La première rencontre eut lieu en 2012 entre le commissaire-priseur et Guy Bennett, ancien directeur du département d’art impressionniste de la maison de ventes Christie’s afin de négocier le prix de vente de l’œuvre. Le vendeur souhaitait obtenir un prix minimum de 250 millions de dollars pour sa toile.

Or, d’après Simon de Pury, demandeur en l’espèce, il y aurait eu un « Gentlemen’s Agreement » conclu avec le vendeur. L’accord était oral entre les deux hommes et prévoyait une commission de 10 millions de dollars en faveur de l’ancien commissaire-priseur s’il aidait à finaliser la vente et ce, peu important le prix obtenu.

Cette affirmation est relevée par le juge Morgan, dont la décision rappelle que « He still intented to recommend to the trustees that Mr De Pury be paid a commission of $10 million if a suitable offer were forthcoming ».

Les négociations se poursuivirent jusqu’en 2014 entre Simon de Pury et Guy Bennett ainsi que le Sheikh Tamim Bin Hamad Al-Thani, émir du Qatar et seul acheteur potentiel. Ce dernier informa Simon de Pury qu’il était prêt à débourser jusqu’à 230 millions de dollars afin d’acquérir l’œuvre de l’artiste postimpressionniste.  

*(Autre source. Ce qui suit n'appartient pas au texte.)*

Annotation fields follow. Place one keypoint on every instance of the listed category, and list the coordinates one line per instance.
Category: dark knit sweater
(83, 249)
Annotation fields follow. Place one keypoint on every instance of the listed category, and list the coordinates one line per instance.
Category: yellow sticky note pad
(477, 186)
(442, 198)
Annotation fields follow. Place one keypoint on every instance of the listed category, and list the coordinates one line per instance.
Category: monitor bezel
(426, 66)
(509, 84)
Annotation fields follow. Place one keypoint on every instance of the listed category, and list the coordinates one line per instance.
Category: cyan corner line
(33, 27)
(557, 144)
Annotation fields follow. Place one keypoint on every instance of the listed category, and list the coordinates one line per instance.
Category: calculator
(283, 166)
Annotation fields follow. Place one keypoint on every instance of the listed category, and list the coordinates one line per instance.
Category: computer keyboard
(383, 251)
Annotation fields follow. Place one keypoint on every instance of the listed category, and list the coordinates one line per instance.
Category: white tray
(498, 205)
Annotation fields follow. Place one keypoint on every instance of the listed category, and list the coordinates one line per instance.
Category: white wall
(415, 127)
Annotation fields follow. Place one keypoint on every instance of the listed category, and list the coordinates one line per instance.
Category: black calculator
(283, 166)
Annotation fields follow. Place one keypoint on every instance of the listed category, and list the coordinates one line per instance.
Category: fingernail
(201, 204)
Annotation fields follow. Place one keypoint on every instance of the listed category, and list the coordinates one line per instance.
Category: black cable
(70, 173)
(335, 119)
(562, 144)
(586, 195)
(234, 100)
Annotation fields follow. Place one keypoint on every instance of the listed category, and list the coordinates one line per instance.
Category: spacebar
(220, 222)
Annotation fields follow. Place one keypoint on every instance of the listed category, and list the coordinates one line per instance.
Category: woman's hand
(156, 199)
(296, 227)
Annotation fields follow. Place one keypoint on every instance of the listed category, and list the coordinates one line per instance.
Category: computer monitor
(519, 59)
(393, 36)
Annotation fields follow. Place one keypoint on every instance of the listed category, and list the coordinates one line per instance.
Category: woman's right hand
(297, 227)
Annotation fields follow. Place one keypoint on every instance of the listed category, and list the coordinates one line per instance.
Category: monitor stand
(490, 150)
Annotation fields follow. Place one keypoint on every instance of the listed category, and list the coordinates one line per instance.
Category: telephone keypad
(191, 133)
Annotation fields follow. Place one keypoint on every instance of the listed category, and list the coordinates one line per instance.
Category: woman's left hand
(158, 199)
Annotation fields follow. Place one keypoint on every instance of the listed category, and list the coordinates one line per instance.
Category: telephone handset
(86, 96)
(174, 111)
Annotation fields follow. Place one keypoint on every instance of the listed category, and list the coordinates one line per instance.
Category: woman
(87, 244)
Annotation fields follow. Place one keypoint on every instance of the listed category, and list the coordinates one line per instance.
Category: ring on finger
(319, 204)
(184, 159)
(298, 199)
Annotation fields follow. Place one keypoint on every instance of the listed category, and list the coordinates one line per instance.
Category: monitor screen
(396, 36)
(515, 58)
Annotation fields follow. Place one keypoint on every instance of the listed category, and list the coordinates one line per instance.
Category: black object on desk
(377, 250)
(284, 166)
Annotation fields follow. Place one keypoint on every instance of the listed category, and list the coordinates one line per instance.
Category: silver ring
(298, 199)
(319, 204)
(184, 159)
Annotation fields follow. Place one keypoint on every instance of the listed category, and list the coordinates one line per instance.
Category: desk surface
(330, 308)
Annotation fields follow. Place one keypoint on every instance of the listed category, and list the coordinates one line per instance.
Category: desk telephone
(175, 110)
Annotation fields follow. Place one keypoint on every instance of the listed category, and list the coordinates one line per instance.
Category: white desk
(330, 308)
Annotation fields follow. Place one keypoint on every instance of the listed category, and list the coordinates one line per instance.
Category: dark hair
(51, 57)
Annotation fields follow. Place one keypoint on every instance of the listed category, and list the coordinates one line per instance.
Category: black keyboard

Après deux ans de négociations la vente eut finalement lieu et l’œuvre fut vendue à l’émir pour un montant moindre, soit 210 millions de dollars. Cette différence entre le prix premièrement annoncé et celui définitivement payé fut le nœud du contentieux.  

Après avoir accepté un tel montant, le vendeur refusa de payer la commission due à Simon de Pury. L’ancien commissaire-priseur star se serait, en effet, rendu coupable de « breach of fiduciary duty ».  Selon Ruedi Staechelin, la vente n’ayant pas atteint le prix souhaité par celui-ci, c’est-à-dire 250 millions de dollars, la commission envisagée ne devait pas être allouée au courtier.  

La Haute Cour de Justice a néanmoins rejeté l’argument du défendeur qui contestait le caractère oral et non-formel de l’engagement d’honneur conclu entre les deux anciens amis et a ordonné à l’ancien propriétaire de verser la commission promise. La décision retient ainsi, d’une part, que  « There was clearly a consensus that if the sale went through, Mr De Pury would receive $10 million » et d’autre part, que « Mr Staechelin were in breach of a contractual agreement ».

La juridiction anglaise retient donc l’existence d’un « Gentlemen’s Agremment » ayant la même force obligatoire qu’un contrat. Le critère mobilisé ici repose sur l’intention d’entrer dans des relations juridiques qui, en cas de réponse positive, permet d’obtenir un accord dit « enforceable »[2].

Par ailleurs, comme le rapporte le Conseil de Simon de Pury, les usages de la profession et du marché n’imposent nullement le recours à l’établissement d’un contrat écrit. Dans un tel marché, basé sur la confiance mutuelle, l’oralité est davantage la règle.

La décision rendue le 16 janvier 2018 outre-manche confirme également la tendance de la jurisprudence française qui confère une force obligatoire aux engagements d’honneur[3], tendance qui peut notamment surprendre alors que les cocontractants se placent sur un plan purement moral et n’entendent, en principe, ne créer aucune obligation qui puisse être sanctionnée juridiquement[4].

Par Arthur Frydman
Stagiaire du cabinet entre octobre 2017 et avril 2018

Dans le cadre de son activité dédiée au droit du marché de l'art, le Cabinet assiste régulièrement des intermédiaires (essentiellement des courtiers en art) dans la préservation de leurs droits et dans la sécurisation des transactions.  

[1] Royal Courts of Justice, Chancery Division, 16/01/2018, Case no HC 2014 000468.

[2] Rose and Franck Co v. JR Crompton bros, 1925.

[3] Cass. com, 23 janv. 2007, no 05-13.189, Bull. civ. IV, no 12.

[4] B. Oppetit, « L’engagement d’honneur », D. 1979, p. 107.